La rencontre avec les élèves a duré une heure.

« En quoi la réforme va-t-elle régler le problème des classes surchargées ? », demande un élève de terminale sciences et technologies industrielles (STI). A Jean-Perrin, certaines classes de seconde atteignent 35 élèves. Le ministre de l'éducation botte en touche : « La moyenne nationale est de 28 élèves par classe. » Luc Chatel l'a répété pendant toute l'heure d'échange, la réforme « se fera à moyens constants, avec un taux d'encadrement inchangé ». Le miracle devra résider dans ce « mieux d'enseignement » mis en avant par Luc Chatel. Sur ce point, Jean-Louis Bertocchi, professeur de philosophie, regrette « un flou certain ». « On ne voit pas très bien comment on peut faire mieux », s'interroge-t-il.

Comment, par exemple demande une élève, améliorer le niveau en langue, un des principaux objectifs de la réforme, avec seulement trois heures de cours d'anglais ? « Parce que quand on arrive en entreprise après le BTS et qu'on n'est pas capable de comprendre un dossier technique en anglais, les gens nous demandent mais qu'est-ce que vous avez appris à l'école ? », explique-t-elle. Luc Chatel promet la mise en place de groupes de niveau, l'usage des technologies, des cours d'enseignement général, par exemple d'histoire, en anglais, et des échanges avec des établissements étrangers « pour que tous les lycéens puissent être allés, au moins une fois avant le bac, dans un lycée étranger ».
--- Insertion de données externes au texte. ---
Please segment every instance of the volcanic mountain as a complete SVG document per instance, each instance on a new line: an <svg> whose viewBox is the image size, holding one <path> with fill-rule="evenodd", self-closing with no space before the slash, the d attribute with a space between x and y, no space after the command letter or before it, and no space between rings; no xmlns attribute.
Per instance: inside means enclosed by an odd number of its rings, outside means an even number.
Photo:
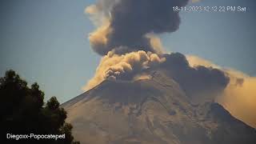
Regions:
<svg viewBox="0 0 256 144"><path fill-rule="evenodd" d="M182 79L192 80L182 75L182 70L188 70L187 63L182 64L178 54L171 57L170 62L179 66L174 66L176 72L170 74L174 65L166 63L170 69L148 70L146 79L106 79L63 103L75 139L82 144L255 144L255 129L234 118L213 99L194 96L198 93L193 85L198 84L190 82L188 86ZM190 73L199 69L207 71L201 67ZM212 73L218 74L215 70Z"/></svg>

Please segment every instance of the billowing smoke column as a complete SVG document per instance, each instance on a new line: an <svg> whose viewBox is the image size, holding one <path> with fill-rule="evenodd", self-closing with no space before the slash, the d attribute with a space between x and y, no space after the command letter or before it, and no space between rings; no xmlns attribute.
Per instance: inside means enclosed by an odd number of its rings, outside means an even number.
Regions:
<svg viewBox="0 0 256 144"><path fill-rule="evenodd" d="M94 77L89 81L85 90L98 85L104 79L130 80L142 70L156 66L165 62L165 58L159 58L156 54L146 53L142 50L118 55L110 51L105 55L96 70Z"/></svg>
<svg viewBox="0 0 256 144"><path fill-rule="evenodd" d="M180 18L173 6L186 6L189 0L100 0L86 9L95 23L101 25L89 39L94 51L105 55L144 50L159 54L152 45L155 37L150 34L174 32Z"/></svg>
<svg viewBox="0 0 256 144"><path fill-rule="evenodd" d="M165 61L157 34L178 29L173 6L189 0L99 0L86 8L98 29L90 34L93 50L105 55L84 90L106 78L130 80Z"/></svg>
<svg viewBox="0 0 256 144"><path fill-rule="evenodd" d="M256 79L197 57L163 54L158 34L178 29L178 13L189 0L98 0L86 9L97 29L90 34L93 50L104 55L86 90L104 79L150 78L148 68L164 69L186 94L218 100L232 114L256 127ZM193 0L192 2L199 2Z"/></svg>

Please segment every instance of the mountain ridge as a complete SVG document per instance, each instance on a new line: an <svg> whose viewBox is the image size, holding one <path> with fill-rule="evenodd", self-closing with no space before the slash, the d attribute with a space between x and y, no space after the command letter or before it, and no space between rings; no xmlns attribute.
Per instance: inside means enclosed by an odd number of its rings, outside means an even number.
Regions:
<svg viewBox="0 0 256 144"><path fill-rule="evenodd" d="M254 143L255 130L214 102L190 102L162 71L106 80L62 105L82 143Z"/></svg>

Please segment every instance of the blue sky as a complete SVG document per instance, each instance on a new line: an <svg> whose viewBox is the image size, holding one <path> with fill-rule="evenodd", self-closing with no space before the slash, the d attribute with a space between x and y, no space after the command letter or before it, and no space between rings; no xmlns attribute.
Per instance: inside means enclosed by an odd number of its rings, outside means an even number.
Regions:
<svg viewBox="0 0 256 144"><path fill-rule="evenodd" d="M87 35L94 26L84 14L93 0L2 0L0 75L16 70L38 82L46 98L61 102L81 93L100 56ZM209 59L256 75L256 5L254 0L204 0L193 5L242 6L246 13L182 13L180 29L160 35L167 51Z"/></svg>

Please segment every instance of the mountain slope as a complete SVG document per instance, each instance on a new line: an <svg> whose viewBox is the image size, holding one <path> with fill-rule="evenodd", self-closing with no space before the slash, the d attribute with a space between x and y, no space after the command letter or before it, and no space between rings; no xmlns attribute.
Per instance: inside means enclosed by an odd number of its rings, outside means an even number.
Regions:
<svg viewBox="0 0 256 144"><path fill-rule="evenodd" d="M62 106L82 143L256 143L255 130L213 102L193 104L161 71L106 80Z"/></svg>

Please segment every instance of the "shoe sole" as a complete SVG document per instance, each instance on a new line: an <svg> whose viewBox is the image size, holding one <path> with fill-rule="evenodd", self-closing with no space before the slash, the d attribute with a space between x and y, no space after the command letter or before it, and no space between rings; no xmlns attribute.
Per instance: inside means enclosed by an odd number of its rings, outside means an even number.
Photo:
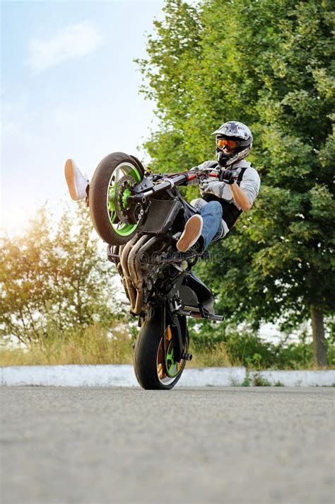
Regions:
<svg viewBox="0 0 335 504"><path fill-rule="evenodd" d="M65 163L64 173L70 196L72 200L76 201L78 197L78 190L76 185L76 171L71 159L68 159Z"/></svg>
<svg viewBox="0 0 335 504"><path fill-rule="evenodd" d="M185 225L185 229L177 242L177 248L180 252L187 252L201 234L203 220L201 215L193 215Z"/></svg>

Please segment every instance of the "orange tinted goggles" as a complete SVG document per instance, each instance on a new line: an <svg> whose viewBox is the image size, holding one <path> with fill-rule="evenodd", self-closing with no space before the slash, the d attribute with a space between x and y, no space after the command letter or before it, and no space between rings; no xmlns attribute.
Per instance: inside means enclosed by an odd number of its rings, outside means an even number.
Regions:
<svg viewBox="0 0 335 504"><path fill-rule="evenodd" d="M217 138L216 145L219 149L224 149L227 147L230 150L233 150L238 147L238 144L235 140L228 140L227 138Z"/></svg>

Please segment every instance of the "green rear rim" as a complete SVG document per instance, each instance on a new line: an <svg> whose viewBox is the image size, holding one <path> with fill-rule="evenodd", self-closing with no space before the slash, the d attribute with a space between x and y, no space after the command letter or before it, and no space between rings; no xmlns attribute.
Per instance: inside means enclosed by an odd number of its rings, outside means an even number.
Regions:
<svg viewBox="0 0 335 504"><path fill-rule="evenodd" d="M121 163L119 166L117 166L113 172L113 174L110 181L110 188L107 192L107 207L108 214L110 217L110 222L114 229L114 231L120 236L128 236L131 234L138 227L139 222L136 224L124 224L118 221L117 214L115 208L115 193L119 178L127 175L128 177L131 177L134 179L134 183L138 183L142 180L141 173L135 166L129 162ZM126 189L122 195L122 208L128 210L129 205L127 202L127 197L131 194L129 189Z"/></svg>

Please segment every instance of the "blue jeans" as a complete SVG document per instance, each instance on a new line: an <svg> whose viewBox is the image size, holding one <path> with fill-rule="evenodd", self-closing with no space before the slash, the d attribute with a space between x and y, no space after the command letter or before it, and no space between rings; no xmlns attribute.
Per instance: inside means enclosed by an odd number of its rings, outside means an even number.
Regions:
<svg viewBox="0 0 335 504"><path fill-rule="evenodd" d="M199 200L196 200L192 201L191 205L194 203L193 206L196 208L204 221L201 236L204 239L204 250L206 250L211 241L223 237L225 234L222 229L222 207L218 201L211 201L207 203L201 200L204 205L198 202Z"/></svg>

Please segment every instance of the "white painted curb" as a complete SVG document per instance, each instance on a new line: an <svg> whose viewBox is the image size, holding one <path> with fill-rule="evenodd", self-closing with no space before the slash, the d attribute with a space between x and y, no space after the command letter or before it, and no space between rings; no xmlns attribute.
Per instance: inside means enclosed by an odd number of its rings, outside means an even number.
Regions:
<svg viewBox="0 0 335 504"><path fill-rule="evenodd" d="M251 384L257 377L271 385L284 386L334 386L335 370L327 371L253 371L249 373Z"/></svg>
<svg viewBox="0 0 335 504"><path fill-rule="evenodd" d="M245 367L186 369L177 386L240 386L247 378ZM249 373L253 385L256 377L271 385L312 386L335 385L335 370L259 371ZM129 365L17 366L1 368L1 385L58 386L139 386ZM265 382L264 382L265 384Z"/></svg>

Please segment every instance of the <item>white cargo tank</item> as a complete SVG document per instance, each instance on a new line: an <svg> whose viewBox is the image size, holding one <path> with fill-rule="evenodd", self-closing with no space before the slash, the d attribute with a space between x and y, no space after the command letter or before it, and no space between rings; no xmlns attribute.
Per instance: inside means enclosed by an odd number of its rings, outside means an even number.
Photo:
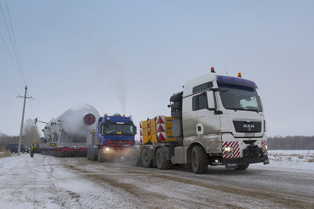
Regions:
<svg viewBox="0 0 314 209"><path fill-rule="evenodd" d="M73 143L85 143L86 145L87 134L96 129L95 122L100 117L99 113L93 107L86 104L78 104L53 118L42 131L48 142L57 142L58 146L73 146L70 144Z"/></svg>

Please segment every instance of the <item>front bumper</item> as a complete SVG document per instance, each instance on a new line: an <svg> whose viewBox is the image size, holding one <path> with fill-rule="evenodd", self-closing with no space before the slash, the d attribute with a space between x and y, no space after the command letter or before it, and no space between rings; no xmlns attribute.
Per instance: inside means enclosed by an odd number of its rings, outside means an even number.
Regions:
<svg viewBox="0 0 314 209"><path fill-rule="evenodd" d="M225 166L226 168L238 168L239 165L252 163L263 163L264 165L269 164L268 156L253 158L231 158L225 159Z"/></svg>
<svg viewBox="0 0 314 209"><path fill-rule="evenodd" d="M243 150L243 157L225 158L226 168L238 168L239 165L263 162L264 165L269 164L268 156L263 149L257 145L250 145Z"/></svg>

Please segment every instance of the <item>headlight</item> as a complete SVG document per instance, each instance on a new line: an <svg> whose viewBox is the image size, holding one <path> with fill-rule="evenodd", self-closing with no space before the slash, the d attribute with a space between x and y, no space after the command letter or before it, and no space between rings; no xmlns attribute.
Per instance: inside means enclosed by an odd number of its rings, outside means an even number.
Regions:
<svg viewBox="0 0 314 209"><path fill-rule="evenodd" d="M231 147L227 147L225 148L225 151L233 151L233 148Z"/></svg>

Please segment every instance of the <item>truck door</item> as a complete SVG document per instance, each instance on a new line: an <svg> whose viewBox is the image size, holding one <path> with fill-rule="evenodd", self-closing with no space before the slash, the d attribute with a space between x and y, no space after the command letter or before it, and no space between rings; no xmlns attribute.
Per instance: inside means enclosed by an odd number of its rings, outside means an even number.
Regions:
<svg viewBox="0 0 314 209"><path fill-rule="evenodd" d="M216 98L213 91L203 91L193 97L192 108L197 112L198 135L221 132L219 115L215 114L217 109Z"/></svg>

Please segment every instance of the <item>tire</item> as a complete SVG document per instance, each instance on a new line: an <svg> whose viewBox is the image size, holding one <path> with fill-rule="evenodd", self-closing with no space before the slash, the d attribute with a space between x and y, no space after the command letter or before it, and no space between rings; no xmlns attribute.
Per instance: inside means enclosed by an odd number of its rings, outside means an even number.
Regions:
<svg viewBox="0 0 314 209"><path fill-rule="evenodd" d="M145 168L153 167L153 159L150 157L149 151L147 148L143 149L141 153L141 161L142 165Z"/></svg>
<svg viewBox="0 0 314 209"><path fill-rule="evenodd" d="M87 159L90 159L90 158L89 158L89 148L87 148Z"/></svg>
<svg viewBox="0 0 314 209"><path fill-rule="evenodd" d="M236 170L245 170L247 168L250 164L247 164L245 165L240 165L238 166L238 168L235 168Z"/></svg>
<svg viewBox="0 0 314 209"><path fill-rule="evenodd" d="M92 160L93 161L96 161L98 159L98 155L96 154L97 151L95 150L96 149L93 148L92 149Z"/></svg>
<svg viewBox="0 0 314 209"><path fill-rule="evenodd" d="M98 149L98 162L103 163L105 161L105 157L101 156L101 149Z"/></svg>
<svg viewBox="0 0 314 209"><path fill-rule="evenodd" d="M166 170L169 168L170 160L167 160L166 152L162 147L157 149L156 152L156 165L160 170Z"/></svg>
<svg viewBox="0 0 314 209"><path fill-rule="evenodd" d="M191 164L193 172L198 174L206 172L208 167L208 159L204 149L199 145L192 149Z"/></svg>
<svg viewBox="0 0 314 209"><path fill-rule="evenodd" d="M130 150L130 161L133 166L138 166L138 156L137 151L134 149Z"/></svg>

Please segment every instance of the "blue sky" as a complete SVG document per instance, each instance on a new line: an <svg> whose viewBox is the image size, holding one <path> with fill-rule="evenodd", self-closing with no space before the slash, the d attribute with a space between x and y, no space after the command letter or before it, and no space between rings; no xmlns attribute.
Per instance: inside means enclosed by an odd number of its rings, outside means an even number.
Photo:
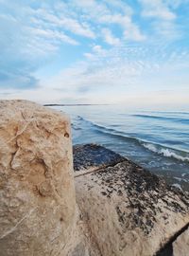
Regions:
<svg viewBox="0 0 189 256"><path fill-rule="evenodd" d="M189 108L189 0L0 0L0 98Z"/></svg>

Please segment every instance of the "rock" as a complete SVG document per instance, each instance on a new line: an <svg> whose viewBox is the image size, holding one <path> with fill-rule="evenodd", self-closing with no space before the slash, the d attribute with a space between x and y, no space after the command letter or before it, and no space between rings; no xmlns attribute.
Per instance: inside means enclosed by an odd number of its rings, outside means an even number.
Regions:
<svg viewBox="0 0 189 256"><path fill-rule="evenodd" d="M128 159L75 180L77 205L103 256L155 255L189 222L188 195Z"/></svg>
<svg viewBox="0 0 189 256"><path fill-rule="evenodd" d="M77 221L68 117L1 101L0 145L1 256L68 255Z"/></svg>
<svg viewBox="0 0 189 256"><path fill-rule="evenodd" d="M0 145L1 256L151 256L189 222L188 194L103 147L75 148L74 180L62 113L0 101Z"/></svg>
<svg viewBox="0 0 189 256"><path fill-rule="evenodd" d="M96 144L75 145L74 170L77 175L104 166L115 165L126 158Z"/></svg>
<svg viewBox="0 0 189 256"><path fill-rule="evenodd" d="M173 243L173 256L189 255L189 228Z"/></svg>

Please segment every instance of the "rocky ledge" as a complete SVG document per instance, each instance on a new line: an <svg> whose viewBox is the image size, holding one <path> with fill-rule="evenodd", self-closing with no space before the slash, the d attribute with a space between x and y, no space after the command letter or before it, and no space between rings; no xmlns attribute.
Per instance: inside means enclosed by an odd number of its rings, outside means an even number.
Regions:
<svg viewBox="0 0 189 256"><path fill-rule="evenodd" d="M188 193L94 144L74 172L62 113L1 101L0 117L2 256L187 255Z"/></svg>
<svg viewBox="0 0 189 256"><path fill-rule="evenodd" d="M87 156L86 148L94 159L80 154ZM101 146L77 146L74 153L85 170L75 171L77 202L102 255L171 256L173 237L189 223L188 194Z"/></svg>

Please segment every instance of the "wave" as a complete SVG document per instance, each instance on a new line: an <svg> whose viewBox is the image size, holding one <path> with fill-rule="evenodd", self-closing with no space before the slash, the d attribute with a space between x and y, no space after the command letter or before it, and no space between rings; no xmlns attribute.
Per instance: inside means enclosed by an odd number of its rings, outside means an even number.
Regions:
<svg viewBox="0 0 189 256"><path fill-rule="evenodd" d="M165 157L172 157L177 160L181 160L183 162L189 162L189 156L184 156L181 155L186 155L185 152L176 151L171 148L165 148L159 144L152 144L152 143L143 143L143 146L147 150L156 153L158 155L162 155Z"/></svg>
<svg viewBox="0 0 189 256"><path fill-rule="evenodd" d="M170 120L170 121L180 121L182 123L189 123L189 119L182 118L170 118L170 117L161 117L161 116L153 116L153 115L141 115L134 114L132 117L142 118L142 119L162 119L162 120Z"/></svg>
<svg viewBox="0 0 189 256"><path fill-rule="evenodd" d="M84 121L85 124L90 125L91 128L94 128L96 130L96 132L98 132L98 133L103 133L103 134L106 134L106 135L111 136L111 137L116 137L121 138L122 140L125 140L125 141L130 141L131 143L135 143L139 146L142 146L145 149L147 149L148 151L150 151L154 154L158 154L158 155L164 156L164 157L171 157L171 158L182 161L182 162L189 162L189 154L184 152L184 151L165 147L163 145L161 145L158 143L153 143L151 141L143 140L143 139L136 137L136 134L127 135L124 132L117 131L117 130L112 129L112 128L108 128L108 127L105 127L102 125L98 125L98 124L96 124L91 120L85 119L79 116L77 117L77 119Z"/></svg>

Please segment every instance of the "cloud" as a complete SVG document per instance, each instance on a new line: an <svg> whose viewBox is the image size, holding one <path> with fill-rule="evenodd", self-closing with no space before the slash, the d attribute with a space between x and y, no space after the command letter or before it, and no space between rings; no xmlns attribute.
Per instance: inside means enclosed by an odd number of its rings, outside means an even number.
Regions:
<svg viewBox="0 0 189 256"><path fill-rule="evenodd" d="M144 10L142 14L146 17L156 17L163 20L174 20L176 14L162 0L140 0Z"/></svg>
<svg viewBox="0 0 189 256"><path fill-rule="evenodd" d="M102 36L104 37L105 42L111 46L118 46L121 43L120 39L114 37L109 28L102 29Z"/></svg>

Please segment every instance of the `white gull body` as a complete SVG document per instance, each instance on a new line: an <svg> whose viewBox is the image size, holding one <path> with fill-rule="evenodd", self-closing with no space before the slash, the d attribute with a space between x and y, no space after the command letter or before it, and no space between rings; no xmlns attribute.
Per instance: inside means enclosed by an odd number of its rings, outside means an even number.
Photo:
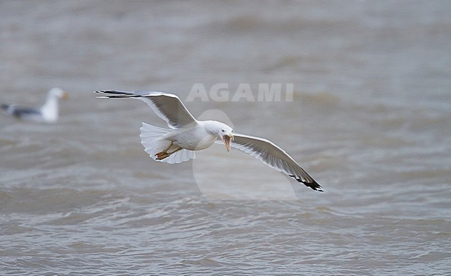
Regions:
<svg viewBox="0 0 451 276"><path fill-rule="evenodd" d="M170 130L142 123L141 143L150 157L169 164L196 158L196 150L223 143L253 156L315 191L322 187L284 150L264 138L233 133L229 126L216 121L198 121L176 95L160 92L96 91L110 95L99 98L131 98L146 102ZM222 140L222 141L221 141Z"/></svg>
<svg viewBox="0 0 451 276"><path fill-rule="evenodd" d="M3 113L19 119L54 123L58 119L60 98L67 98L67 93L60 88L49 90L45 103L40 107L27 107L11 104L0 105Z"/></svg>

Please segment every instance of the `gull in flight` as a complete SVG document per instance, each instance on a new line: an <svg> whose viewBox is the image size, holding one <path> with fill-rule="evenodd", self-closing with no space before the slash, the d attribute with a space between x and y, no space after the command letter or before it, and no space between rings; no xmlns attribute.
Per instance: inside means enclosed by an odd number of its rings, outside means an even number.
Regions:
<svg viewBox="0 0 451 276"><path fill-rule="evenodd" d="M174 94L160 92L96 91L109 94L98 98L130 98L144 101L168 123L170 130L142 123L141 144L151 157L169 164L196 158L196 150L224 144L227 151L235 148L285 173L315 191L322 187L284 150L264 138L233 132L232 128L216 121L198 121Z"/></svg>
<svg viewBox="0 0 451 276"><path fill-rule="evenodd" d="M58 100L67 99L69 94L61 88L54 87L49 90L47 99L40 107L26 107L15 105L2 104L0 109L3 113L17 119L54 123L58 119Z"/></svg>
Patrick Mennucci s'en étranglerait presque : « Est-ce que vous proposez que ce soient les régions qui financent ces stages à l'étranger, comme c'est déjà le cas ? » Quant aux lycéens ils rigolent doucement en songeant aux cours d'histoire version British. « Vu l'accent du prof, c'est pas gagné », pouffe, à la sortie, Michel Léger, en terminale sciences et technologies de laboratoire (STL). « Et imaginez si c'est un prof près de la retraite, il ne sera pas qualifié ! »

La création d'un tutorat pour aider chaque élève dans son orientation fait, elle, l'unanimité. « Les conseillers d'orientation psychologues ne sont pas au courant de tout, lâche Anaïs Oulibaut en BTS d'industrialisation des produits mécaniques. La mienne ne connaissait pas ma filière technologique, elle a dû me photocopier une brochure de l'Onisep ! » Mais les enseignants se demandent comment vont s'organiser les stages de complément de programme pour les lycéens souhaitant changer de filière en cours d'année.

Quant à la valorisation des engagements extrascolaires, comme la création d'une association, via un livret de compétences, Mélina Raveleau est sceptique : « Il ne faudrait pas que ça tourne à l'américaine où il faut absolument faire des activités extrascolaires pour avoir un bon dossier ! » Bref, résume la jeune fille, « c'est franchement pas mal, mais il faut voir l'application ».